Files
jarvis-memory/skills/local-whisper-stt/SKILL.md

2.3 KiB

name, description
name description
local-whisper-stt Local speech-to-text transcription using Faster-Whisper. Use when receiving voice messages in Telegram (or other channels) that need to be transcribed to text. Automatically downloads and transcribes audio files using local CPU-based Whisper models.
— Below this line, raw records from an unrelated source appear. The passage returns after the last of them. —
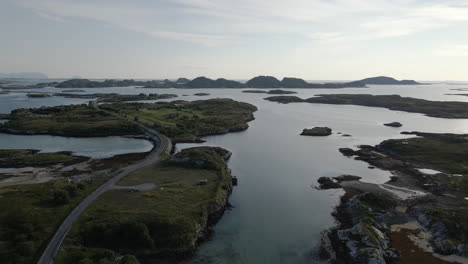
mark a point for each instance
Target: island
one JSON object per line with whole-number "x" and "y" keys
{"x": 38, "y": 95}
{"x": 379, "y": 222}
{"x": 384, "y": 80}
{"x": 393, "y": 124}
{"x": 180, "y": 120}
{"x": 186, "y": 122}
{"x": 157, "y": 214}
{"x": 279, "y": 91}
{"x": 442, "y": 109}
{"x": 317, "y": 131}
{"x": 165, "y": 206}
{"x": 204, "y": 82}
{"x": 254, "y": 91}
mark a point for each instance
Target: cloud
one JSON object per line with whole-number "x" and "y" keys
{"x": 218, "y": 22}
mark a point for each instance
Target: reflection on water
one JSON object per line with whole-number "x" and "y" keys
{"x": 102, "y": 147}
{"x": 278, "y": 215}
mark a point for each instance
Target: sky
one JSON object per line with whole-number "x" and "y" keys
{"x": 236, "y": 39}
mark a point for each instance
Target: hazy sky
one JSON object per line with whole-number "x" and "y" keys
{"x": 238, "y": 39}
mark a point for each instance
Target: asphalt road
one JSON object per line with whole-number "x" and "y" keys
{"x": 161, "y": 144}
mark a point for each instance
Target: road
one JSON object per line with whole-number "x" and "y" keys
{"x": 162, "y": 143}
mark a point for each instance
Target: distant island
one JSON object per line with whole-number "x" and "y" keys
{"x": 23, "y": 75}
{"x": 384, "y": 80}
{"x": 259, "y": 82}
{"x": 440, "y": 109}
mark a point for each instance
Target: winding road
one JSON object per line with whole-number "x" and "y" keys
{"x": 162, "y": 144}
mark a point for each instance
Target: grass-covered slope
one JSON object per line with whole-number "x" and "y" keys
{"x": 30, "y": 214}
{"x": 71, "y": 120}
{"x": 445, "y": 152}
{"x": 187, "y": 121}
{"x": 15, "y": 158}
{"x": 164, "y": 222}
{"x": 392, "y": 102}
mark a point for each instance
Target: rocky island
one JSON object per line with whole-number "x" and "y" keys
{"x": 317, "y": 131}
{"x": 171, "y": 218}
{"x": 393, "y": 124}
{"x": 412, "y": 214}
{"x": 187, "y": 121}
{"x": 443, "y": 109}
{"x": 384, "y": 80}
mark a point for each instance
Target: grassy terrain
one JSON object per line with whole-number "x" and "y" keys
{"x": 163, "y": 222}
{"x": 30, "y": 214}
{"x": 392, "y": 102}
{"x": 187, "y": 121}
{"x": 445, "y": 152}
{"x": 15, "y": 158}
{"x": 72, "y": 120}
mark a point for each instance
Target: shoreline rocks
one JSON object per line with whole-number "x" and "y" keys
{"x": 393, "y": 124}
{"x": 317, "y": 131}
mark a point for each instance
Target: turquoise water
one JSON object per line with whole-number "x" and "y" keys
{"x": 100, "y": 147}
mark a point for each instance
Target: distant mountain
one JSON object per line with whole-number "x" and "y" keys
{"x": 203, "y": 82}
{"x": 264, "y": 82}
{"x": 269, "y": 82}
{"x": 384, "y": 80}
{"x": 288, "y": 82}
{"x": 85, "y": 83}
{"x": 23, "y": 75}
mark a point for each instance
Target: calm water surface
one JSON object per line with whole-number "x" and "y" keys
{"x": 278, "y": 215}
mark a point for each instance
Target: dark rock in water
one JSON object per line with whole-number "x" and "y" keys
{"x": 393, "y": 124}
{"x": 347, "y": 151}
{"x": 327, "y": 183}
{"x": 346, "y": 177}
{"x": 254, "y": 91}
{"x": 288, "y": 82}
{"x": 317, "y": 131}
{"x": 384, "y": 80}
{"x": 279, "y": 91}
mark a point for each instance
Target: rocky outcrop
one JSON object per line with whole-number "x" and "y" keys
{"x": 317, "y": 131}
{"x": 384, "y": 80}
{"x": 264, "y": 82}
{"x": 362, "y": 236}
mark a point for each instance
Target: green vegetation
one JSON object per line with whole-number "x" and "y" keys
{"x": 445, "y": 152}
{"x": 71, "y": 120}
{"x": 30, "y": 214}
{"x": 15, "y": 158}
{"x": 187, "y": 121}
{"x": 165, "y": 221}
{"x": 85, "y": 83}
{"x": 454, "y": 218}
{"x": 392, "y": 102}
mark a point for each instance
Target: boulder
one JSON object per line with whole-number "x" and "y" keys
{"x": 317, "y": 131}
{"x": 393, "y": 124}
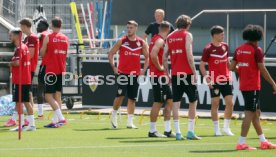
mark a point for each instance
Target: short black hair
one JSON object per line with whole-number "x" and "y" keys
{"x": 253, "y": 33}
{"x": 164, "y": 25}
{"x": 15, "y": 31}
{"x": 26, "y": 22}
{"x": 42, "y": 26}
{"x": 183, "y": 21}
{"x": 132, "y": 22}
{"x": 216, "y": 30}
{"x": 56, "y": 22}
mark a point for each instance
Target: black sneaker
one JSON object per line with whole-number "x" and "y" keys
{"x": 156, "y": 134}
{"x": 169, "y": 134}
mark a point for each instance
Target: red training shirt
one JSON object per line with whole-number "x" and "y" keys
{"x": 247, "y": 57}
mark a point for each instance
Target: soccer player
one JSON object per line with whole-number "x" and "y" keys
{"x": 160, "y": 83}
{"x": 130, "y": 48}
{"x": 32, "y": 41}
{"x": 153, "y": 28}
{"x": 21, "y": 62}
{"x": 184, "y": 77}
{"x": 215, "y": 54}
{"x": 248, "y": 61}
{"x": 55, "y": 46}
{"x": 42, "y": 29}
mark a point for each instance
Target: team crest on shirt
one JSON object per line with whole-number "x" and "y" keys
{"x": 120, "y": 91}
{"x": 138, "y": 43}
{"x": 93, "y": 82}
{"x": 216, "y": 91}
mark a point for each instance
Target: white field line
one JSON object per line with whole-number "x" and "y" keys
{"x": 112, "y": 146}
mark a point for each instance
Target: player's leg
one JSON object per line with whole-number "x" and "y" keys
{"x": 132, "y": 92}
{"x": 250, "y": 113}
{"x": 178, "y": 91}
{"x": 120, "y": 95}
{"x": 192, "y": 93}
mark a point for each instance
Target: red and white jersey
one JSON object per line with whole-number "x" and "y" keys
{"x": 217, "y": 59}
{"x": 57, "y": 48}
{"x": 153, "y": 70}
{"x": 32, "y": 41}
{"x": 23, "y": 55}
{"x": 177, "y": 48}
{"x": 41, "y": 39}
{"x": 247, "y": 57}
{"x": 130, "y": 51}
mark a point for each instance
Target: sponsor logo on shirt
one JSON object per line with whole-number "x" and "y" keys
{"x": 177, "y": 51}
{"x": 220, "y": 61}
{"x": 242, "y": 64}
{"x": 127, "y": 53}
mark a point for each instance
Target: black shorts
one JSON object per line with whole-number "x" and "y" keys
{"x": 180, "y": 85}
{"x": 127, "y": 84}
{"x": 53, "y": 83}
{"x": 251, "y": 100}
{"x": 161, "y": 89}
{"x": 224, "y": 88}
{"x": 41, "y": 74}
{"x": 25, "y": 90}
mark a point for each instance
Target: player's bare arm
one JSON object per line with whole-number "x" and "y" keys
{"x": 265, "y": 74}
{"x": 203, "y": 71}
{"x": 154, "y": 54}
{"x": 165, "y": 59}
{"x": 146, "y": 55}
{"x": 190, "y": 57}
{"x": 111, "y": 54}
{"x": 44, "y": 46}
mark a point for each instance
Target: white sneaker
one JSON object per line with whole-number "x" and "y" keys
{"x": 29, "y": 128}
{"x": 228, "y": 131}
{"x": 114, "y": 123}
{"x": 218, "y": 133}
{"x": 131, "y": 126}
{"x": 16, "y": 129}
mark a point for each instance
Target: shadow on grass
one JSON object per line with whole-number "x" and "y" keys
{"x": 213, "y": 151}
{"x": 102, "y": 129}
{"x": 143, "y": 141}
{"x": 123, "y": 138}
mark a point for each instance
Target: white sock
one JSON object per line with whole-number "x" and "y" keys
{"x": 216, "y": 126}
{"x": 242, "y": 140}
{"x": 55, "y": 118}
{"x": 153, "y": 127}
{"x": 262, "y": 138}
{"x": 14, "y": 116}
{"x": 177, "y": 127}
{"x": 167, "y": 125}
{"x": 130, "y": 118}
{"x": 31, "y": 120}
{"x": 227, "y": 123}
{"x": 191, "y": 125}
{"x": 22, "y": 119}
{"x": 59, "y": 114}
{"x": 40, "y": 109}
{"x": 114, "y": 113}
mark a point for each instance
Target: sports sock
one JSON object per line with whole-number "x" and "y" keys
{"x": 242, "y": 140}
{"x": 227, "y": 123}
{"x": 191, "y": 125}
{"x": 153, "y": 127}
{"x": 130, "y": 118}
{"x": 59, "y": 114}
{"x": 40, "y": 109}
{"x": 177, "y": 127}
{"x": 167, "y": 125}
{"x": 31, "y": 120}
{"x": 14, "y": 116}
{"x": 216, "y": 126}
{"x": 262, "y": 138}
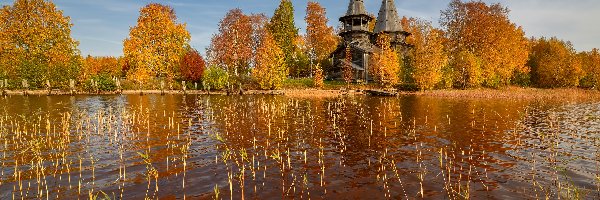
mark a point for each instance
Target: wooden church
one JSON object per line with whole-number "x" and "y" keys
{"x": 359, "y": 39}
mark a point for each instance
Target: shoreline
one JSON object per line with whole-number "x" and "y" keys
{"x": 480, "y": 93}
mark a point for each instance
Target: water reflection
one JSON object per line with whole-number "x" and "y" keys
{"x": 273, "y": 147}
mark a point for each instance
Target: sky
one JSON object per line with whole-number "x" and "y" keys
{"x": 101, "y": 25}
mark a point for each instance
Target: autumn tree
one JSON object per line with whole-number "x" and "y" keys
{"x": 231, "y": 48}
{"x": 486, "y": 32}
{"x": 284, "y": 31}
{"x": 192, "y": 66}
{"x": 385, "y": 64}
{"x": 270, "y": 70}
{"x": 427, "y": 57}
{"x": 591, "y": 68}
{"x": 93, "y": 66}
{"x": 554, "y": 63}
{"x": 36, "y": 44}
{"x": 156, "y": 44}
{"x": 466, "y": 70}
{"x": 318, "y": 76}
{"x": 321, "y": 39}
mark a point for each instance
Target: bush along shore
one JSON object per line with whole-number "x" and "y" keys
{"x": 305, "y": 90}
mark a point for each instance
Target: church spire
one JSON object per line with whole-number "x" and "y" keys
{"x": 388, "y": 20}
{"x": 356, "y": 7}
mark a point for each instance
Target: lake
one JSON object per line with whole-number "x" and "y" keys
{"x": 277, "y": 147}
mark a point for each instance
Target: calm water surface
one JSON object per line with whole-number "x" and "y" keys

Supports multiple model sizes (tiny, base, small, medium, large) with automatic language detection.

Local Whisper STT

Overview

Transcribes voice messages to text using local Faster-Whisper (CPU-based, no GPU required).

When to Use

  • User sends a voice message in Telegram
  • Need to transcribe audio to text locally (free, private)
  • Any audio transcription task where cloud STT is not desired

Models Available

Model Size Speed Accuracy Use Case
tiny 39MB Fastest Basic Quick testing, low resources
base 74MB Fast Good Default for most use
small 244MB Medium Better Better accuracy needed
medium 769MB Slower Very Good High accuracy, more RAM
large 1550MB Slowest Best Maximum accuracy

Workflow

  1. Receive voice message (Telegram provides OGG/Opus)
  2. Download audio file to temp location
  3. Load Faster-Whisper model (cached after first use)
  4. Transcribe audio to text
  5. Return transcription to conversation
  6. Cleanup temp file

Usage

From Telegram Voice Message

When a voice message arrives, the skill:

  1. Downloads the voice file from Telegram
  2. Transcribes using the configured model
  3. Returns text to the agent context

Manual Transcription

# Transcribe a local audio file
from faster_whisper import WhisperModel

model = WhisperModel("base", device="cpu", compute_type="int8")
segments, info = model.transcribe("/path/to/audio.ogg", beam_size=5)

for segment in segments:
    print(segment.text)

Configuration

Default model: base (good balance of speed/accuracy on CPU)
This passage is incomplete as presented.